Maya no dijo nada. En cambio, prefirió guardar un profundo silencio cuando sus lágrimas no cesaban de aflorar por las comisuras de sus ojos y, asimismo, de rodar por sus sonrojadas mejillas.
—Te quiero de regreso en casa —le recorde al tiempo que nuestras vistas se conectaban en una sola—. Te lo repito, no me exijas que te deje morir aquí. No me lo perdonaría y sé que Buitre tampoco.
—¡Cincuenta segundos, capitán! ¡Cincuenta malditos segundos!

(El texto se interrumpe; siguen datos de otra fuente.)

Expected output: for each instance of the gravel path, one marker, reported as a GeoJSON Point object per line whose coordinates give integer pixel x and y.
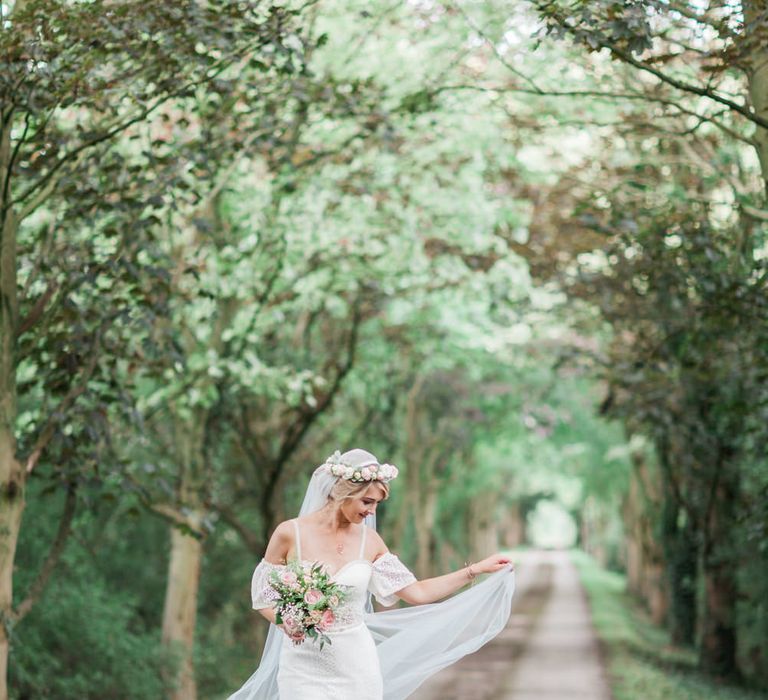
{"type": "Point", "coordinates": [548, 651]}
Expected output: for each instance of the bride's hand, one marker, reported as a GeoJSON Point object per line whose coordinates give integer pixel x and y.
{"type": "Point", "coordinates": [489, 565]}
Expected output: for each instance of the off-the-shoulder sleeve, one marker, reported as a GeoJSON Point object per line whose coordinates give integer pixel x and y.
{"type": "Point", "coordinates": [262, 594]}
{"type": "Point", "coordinates": [389, 576]}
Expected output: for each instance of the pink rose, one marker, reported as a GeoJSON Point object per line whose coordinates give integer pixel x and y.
{"type": "Point", "coordinates": [326, 620]}
{"type": "Point", "coordinates": [292, 626]}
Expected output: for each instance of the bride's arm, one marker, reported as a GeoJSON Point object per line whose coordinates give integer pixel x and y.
{"type": "Point", "coordinates": [431, 590]}
{"type": "Point", "coordinates": [277, 553]}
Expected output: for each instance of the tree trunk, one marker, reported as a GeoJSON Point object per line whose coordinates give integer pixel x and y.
{"type": "Point", "coordinates": [12, 473]}
{"type": "Point", "coordinates": [757, 75]}
{"type": "Point", "coordinates": [424, 519]}
{"type": "Point", "coordinates": [720, 565]}
{"type": "Point", "coordinates": [484, 535]}
{"type": "Point", "coordinates": [180, 608]}
{"type": "Point", "coordinates": [681, 555]}
{"type": "Point", "coordinates": [184, 565]}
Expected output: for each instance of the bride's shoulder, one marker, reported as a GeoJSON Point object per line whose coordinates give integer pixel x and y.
{"type": "Point", "coordinates": [280, 543]}
{"type": "Point", "coordinates": [376, 543]}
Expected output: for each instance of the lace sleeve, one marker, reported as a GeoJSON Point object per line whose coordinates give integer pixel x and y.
{"type": "Point", "coordinates": [389, 576]}
{"type": "Point", "coordinates": [262, 594]}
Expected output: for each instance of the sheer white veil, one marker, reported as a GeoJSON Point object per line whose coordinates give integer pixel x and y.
{"type": "Point", "coordinates": [412, 643]}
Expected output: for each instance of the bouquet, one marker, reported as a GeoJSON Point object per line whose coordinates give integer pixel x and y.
{"type": "Point", "coordinates": [305, 599]}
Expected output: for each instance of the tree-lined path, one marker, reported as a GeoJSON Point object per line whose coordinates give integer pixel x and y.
{"type": "Point", "coordinates": [548, 651]}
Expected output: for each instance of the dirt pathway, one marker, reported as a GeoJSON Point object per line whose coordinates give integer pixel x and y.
{"type": "Point", "coordinates": [548, 650]}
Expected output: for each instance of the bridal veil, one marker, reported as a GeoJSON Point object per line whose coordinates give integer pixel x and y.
{"type": "Point", "coordinates": [413, 643]}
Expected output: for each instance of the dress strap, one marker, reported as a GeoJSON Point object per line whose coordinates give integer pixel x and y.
{"type": "Point", "coordinates": [362, 543]}
{"type": "Point", "coordinates": [298, 538]}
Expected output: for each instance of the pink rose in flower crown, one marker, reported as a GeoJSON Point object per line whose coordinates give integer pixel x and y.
{"type": "Point", "coordinates": [327, 619]}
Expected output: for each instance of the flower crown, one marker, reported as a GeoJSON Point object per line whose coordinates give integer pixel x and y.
{"type": "Point", "coordinates": [336, 466]}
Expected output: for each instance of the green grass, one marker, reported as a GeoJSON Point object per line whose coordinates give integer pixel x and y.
{"type": "Point", "coordinates": [642, 664]}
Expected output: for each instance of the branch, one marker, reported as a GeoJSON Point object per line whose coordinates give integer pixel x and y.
{"type": "Point", "coordinates": [37, 310]}
{"type": "Point", "coordinates": [251, 540]}
{"type": "Point", "coordinates": [47, 183]}
{"type": "Point", "coordinates": [65, 404]}
{"type": "Point", "coordinates": [628, 58]}
{"type": "Point", "coordinates": [57, 548]}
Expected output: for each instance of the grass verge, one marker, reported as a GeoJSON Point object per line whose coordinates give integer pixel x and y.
{"type": "Point", "coordinates": [642, 664]}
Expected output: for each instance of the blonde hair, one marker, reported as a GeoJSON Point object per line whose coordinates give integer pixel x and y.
{"type": "Point", "coordinates": [344, 489]}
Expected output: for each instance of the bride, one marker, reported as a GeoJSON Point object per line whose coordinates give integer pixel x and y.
{"type": "Point", "coordinates": [372, 656]}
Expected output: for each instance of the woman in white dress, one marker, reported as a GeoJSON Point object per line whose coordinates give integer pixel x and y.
{"type": "Point", "coordinates": [372, 655]}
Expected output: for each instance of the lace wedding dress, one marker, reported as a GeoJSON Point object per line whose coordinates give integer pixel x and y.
{"type": "Point", "coordinates": [349, 666]}
{"type": "Point", "coordinates": [376, 656]}
{"type": "Point", "coordinates": [373, 656]}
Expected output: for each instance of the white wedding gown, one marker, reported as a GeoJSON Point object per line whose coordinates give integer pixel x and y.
{"type": "Point", "coordinates": [348, 667]}
{"type": "Point", "coordinates": [375, 656]}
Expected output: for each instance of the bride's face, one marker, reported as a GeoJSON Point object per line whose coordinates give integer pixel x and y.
{"type": "Point", "coordinates": [357, 508]}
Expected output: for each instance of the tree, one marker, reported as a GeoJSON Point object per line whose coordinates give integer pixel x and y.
{"type": "Point", "coordinates": [76, 78]}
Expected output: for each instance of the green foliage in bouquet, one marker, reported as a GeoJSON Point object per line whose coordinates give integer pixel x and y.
{"type": "Point", "coordinates": [306, 601]}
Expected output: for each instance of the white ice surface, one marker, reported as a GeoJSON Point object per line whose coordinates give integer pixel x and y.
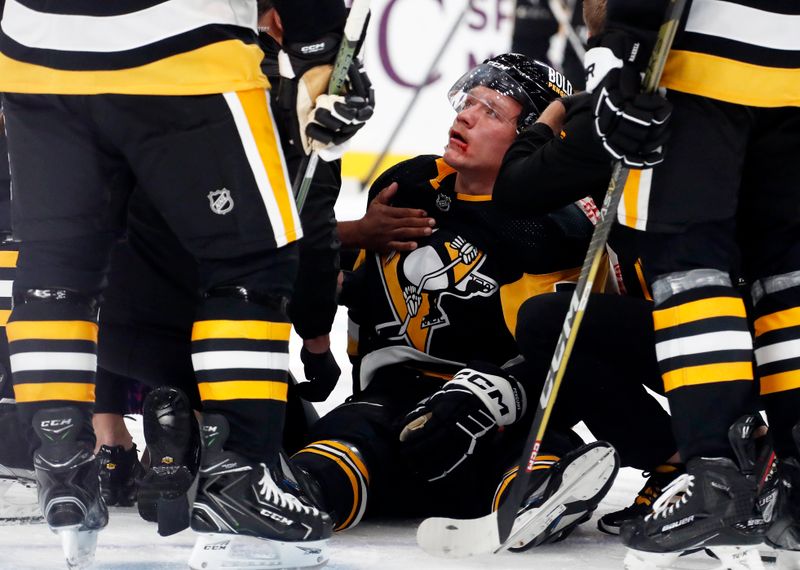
{"type": "Point", "coordinates": [130, 543]}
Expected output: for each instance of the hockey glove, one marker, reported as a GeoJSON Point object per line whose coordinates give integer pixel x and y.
{"type": "Point", "coordinates": [322, 374]}
{"type": "Point", "coordinates": [459, 421]}
{"type": "Point", "coordinates": [633, 126]}
{"type": "Point", "coordinates": [323, 122]}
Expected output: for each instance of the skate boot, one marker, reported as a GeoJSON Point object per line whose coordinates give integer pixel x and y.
{"type": "Point", "coordinates": [563, 494]}
{"type": "Point", "coordinates": [255, 516]}
{"type": "Point", "coordinates": [657, 479]}
{"type": "Point", "coordinates": [173, 442]}
{"type": "Point", "coordinates": [69, 489]}
{"type": "Point", "coordinates": [120, 473]}
{"type": "Point", "coordinates": [784, 530]}
{"type": "Point", "coordinates": [711, 507]}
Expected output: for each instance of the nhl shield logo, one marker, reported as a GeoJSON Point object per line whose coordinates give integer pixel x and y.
{"type": "Point", "coordinates": [221, 201]}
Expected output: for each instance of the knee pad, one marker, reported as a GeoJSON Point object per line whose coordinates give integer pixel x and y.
{"type": "Point", "coordinates": [671, 284]}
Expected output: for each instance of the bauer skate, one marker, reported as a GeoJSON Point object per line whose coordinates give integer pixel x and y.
{"type": "Point", "coordinates": [563, 495]}
{"type": "Point", "coordinates": [173, 442]}
{"type": "Point", "coordinates": [69, 488]}
{"type": "Point", "coordinates": [252, 516]}
{"type": "Point", "coordinates": [120, 473]}
{"type": "Point", "coordinates": [711, 507]}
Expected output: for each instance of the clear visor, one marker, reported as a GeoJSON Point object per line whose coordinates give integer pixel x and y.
{"type": "Point", "coordinates": [499, 84]}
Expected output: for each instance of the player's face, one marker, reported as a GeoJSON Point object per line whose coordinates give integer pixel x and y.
{"type": "Point", "coordinates": [482, 132]}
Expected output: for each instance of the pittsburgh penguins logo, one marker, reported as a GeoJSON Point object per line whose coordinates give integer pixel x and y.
{"type": "Point", "coordinates": [415, 284]}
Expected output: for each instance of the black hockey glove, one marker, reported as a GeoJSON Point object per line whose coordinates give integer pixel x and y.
{"type": "Point", "coordinates": [322, 374]}
{"type": "Point", "coordinates": [323, 122]}
{"type": "Point", "coordinates": [460, 420]}
{"type": "Point", "coordinates": [633, 126]}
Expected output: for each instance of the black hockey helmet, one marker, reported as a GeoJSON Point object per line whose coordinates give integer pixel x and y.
{"type": "Point", "coordinates": [531, 83]}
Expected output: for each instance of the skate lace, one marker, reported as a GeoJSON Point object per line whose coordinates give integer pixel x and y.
{"type": "Point", "coordinates": [274, 494]}
{"type": "Point", "coordinates": [672, 497]}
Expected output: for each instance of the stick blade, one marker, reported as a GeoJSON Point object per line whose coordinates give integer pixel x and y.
{"type": "Point", "coordinates": [457, 538]}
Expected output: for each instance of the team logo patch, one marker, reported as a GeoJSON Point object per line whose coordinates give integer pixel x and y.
{"type": "Point", "coordinates": [221, 201]}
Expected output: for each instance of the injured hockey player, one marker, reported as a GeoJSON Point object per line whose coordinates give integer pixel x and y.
{"type": "Point", "coordinates": [440, 409]}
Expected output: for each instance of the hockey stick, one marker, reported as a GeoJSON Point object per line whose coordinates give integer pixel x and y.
{"type": "Point", "coordinates": [564, 20]}
{"type": "Point", "coordinates": [353, 29]}
{"type": "Point", "coordinates": [454, 537]}
{"type": "Point", "coordinates": [410, 106]}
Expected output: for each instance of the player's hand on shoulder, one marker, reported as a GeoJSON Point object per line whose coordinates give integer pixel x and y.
{"type": "Point", "coordinates": [322, 373]}
{"type": "Point", "coordinates": [459, 421]}
{"type": "Point", "coordinates": [633, 126]}
{"type": "Point", "coordinates": [385, 227]}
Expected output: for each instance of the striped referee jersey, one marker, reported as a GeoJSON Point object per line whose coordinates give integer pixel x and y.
{"type": "Point", "coordinates": [144, 47]}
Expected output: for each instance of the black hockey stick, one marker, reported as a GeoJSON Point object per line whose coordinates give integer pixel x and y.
{"type": "Point", "coordinates": [353, 29]}
{"type": "Point", "coordinates": [454, 537]}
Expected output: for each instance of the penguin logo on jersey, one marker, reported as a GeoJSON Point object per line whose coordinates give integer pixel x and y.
{"type": "Point", "coordinates": [415, 284]}
{"type": "Point", "coordinates": [220, 201]}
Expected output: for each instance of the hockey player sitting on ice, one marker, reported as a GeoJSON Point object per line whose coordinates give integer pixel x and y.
{"type": "Point", "coordinates": [720, 201]}
{"type": "Point", "coordinates": [425, 435]}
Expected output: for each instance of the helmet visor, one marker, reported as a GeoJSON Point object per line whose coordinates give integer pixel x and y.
{"type": "Point", "coordinates": [464, 92]}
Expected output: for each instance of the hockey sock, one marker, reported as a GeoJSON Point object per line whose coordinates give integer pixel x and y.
{"type": "Point", "coordinates": [705, 350]}
{"type": "Point", "coordinates": [777, 329]}
{"type": "Point", "coordinates": [53, 348]}
{"type": "Point", "coordinates": [240, 353]}
{"type": "Point", "coordinates": [342, 477]}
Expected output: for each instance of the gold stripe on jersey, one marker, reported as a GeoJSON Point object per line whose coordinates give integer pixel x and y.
{"type": "Point", "coordinates": [256, 109]}
{"type": "Point", "coordinates": [732, 81]}
{"type": "Point", "coordinates": [707, 374]}
{"type": "Point", "coordinates": [243, 390]}
{"type": "Point", "coordinates": [52, 330]}
{"type": "Point", "coordinates": [8, 258]}
{"type": "Point", "coordinates": [780, 382]}
{"type": "Point", "coordinates": [778, 320]}
{"type": "Point", "coordinates": [251, 330]}
{"type": "Point", "coordinates": [698, 310]}
{"type": "Point", "coordinates": [221, 67]}
{"type": "Point", "coordinates": [512, 295]}
{"type": "Point", "coordinates": [47, 391]}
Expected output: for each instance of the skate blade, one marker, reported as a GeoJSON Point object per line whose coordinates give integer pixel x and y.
{"type": "Point", "coordinates": [236, 552]}
{"type": "Point", "coordinates": [729, 557]}
{"type": "Point", "coordinates": [582, 479]}
{"type": "Point", "coordinates": [79, 546]}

Lince despertó de su letargo, separándose de mí, y luego de ese voluntario acto se acercó rápidamente al cuerpo sin vida de nuestro compañero para arrancarle la placa de identificación militar que llevaba colgada del cuello y, posteriormente, otorgarle un beso en su sien. Después, tomó su arma de servicio, me miró a los ojos con un incalculable dolor a cuestas, me plantó con fuerza la placa sobre el pecho y, finalmente, manifestó:
—Preocúpese de que esto llegue a las manos de su familia. Es lo último que le pido, señor.
—¡Capitán Erickson, por la puta madre! ¿Qué no me oye? ¡Va a detonar!
—Así lo haré, Maya, no te preocupes... Así lo haré.
Y después de ello, salimos a paso veloz dejando a uno de los nuestros en ese lugar cuando el atronador estallido nos ensordecía los oídos y nos elevaba por los aires sin que llegáramos a comprender, menos a asimilar, si aún estábamos vivos o muertos.